The Cardinals' offensive performance against the Packers in the wild-card round transcended personnel groups.
At various points, Arizona went 13 and 23 plays in a row without even getting to third down. That is dominance.
The first chart shows Kurt Warner's passing efficiency across all groups. The second chart shows summary information for running and passing games.
The first group listed -- "20" personnel with two backs and no tight ends -- isn't one we see teams use much. The Cardinals have used this group to get rookie LaRod Stephens-Howling onto the field. Coach Ken Whisenhunt started doing this earlier in the season and sometimes it appeared forced. The team now appears more comfortable working from this grouping. Warner often targets Stephens-Howling out of the backfield on pass plays, but the Cardinals showed against Green Bay a willingness to align this personnel in traditional I- and offset-I formations, favoring the run.

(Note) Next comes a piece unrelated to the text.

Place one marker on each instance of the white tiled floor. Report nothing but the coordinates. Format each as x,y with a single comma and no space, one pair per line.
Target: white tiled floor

The Cardinals relied heavily on their "11" personnel with one back and one tight end. Warner was deadly from this group, completing 16 of 18 passes for 197 yards and three touchdowns. Arizona left rookie Beanie Wells alone in the backfield from this pass-oriented grouping, an indication Arizona might be increasingly willing to trust him in protection.
Arizona exploited the Packers' linebackers in coverage. The Saints' linebackers appear better suited in coverage. That could be one matchup to watch in the divisional round. I'll be curious to see if the Cardinals go with one back and two tight ends a little more to facilitate their running game. Anquan Boldin's availability can also influence personnel choices, making four-receiver groupings more tempting. But it's less natural to run the ball from that grouping, another factor to consider.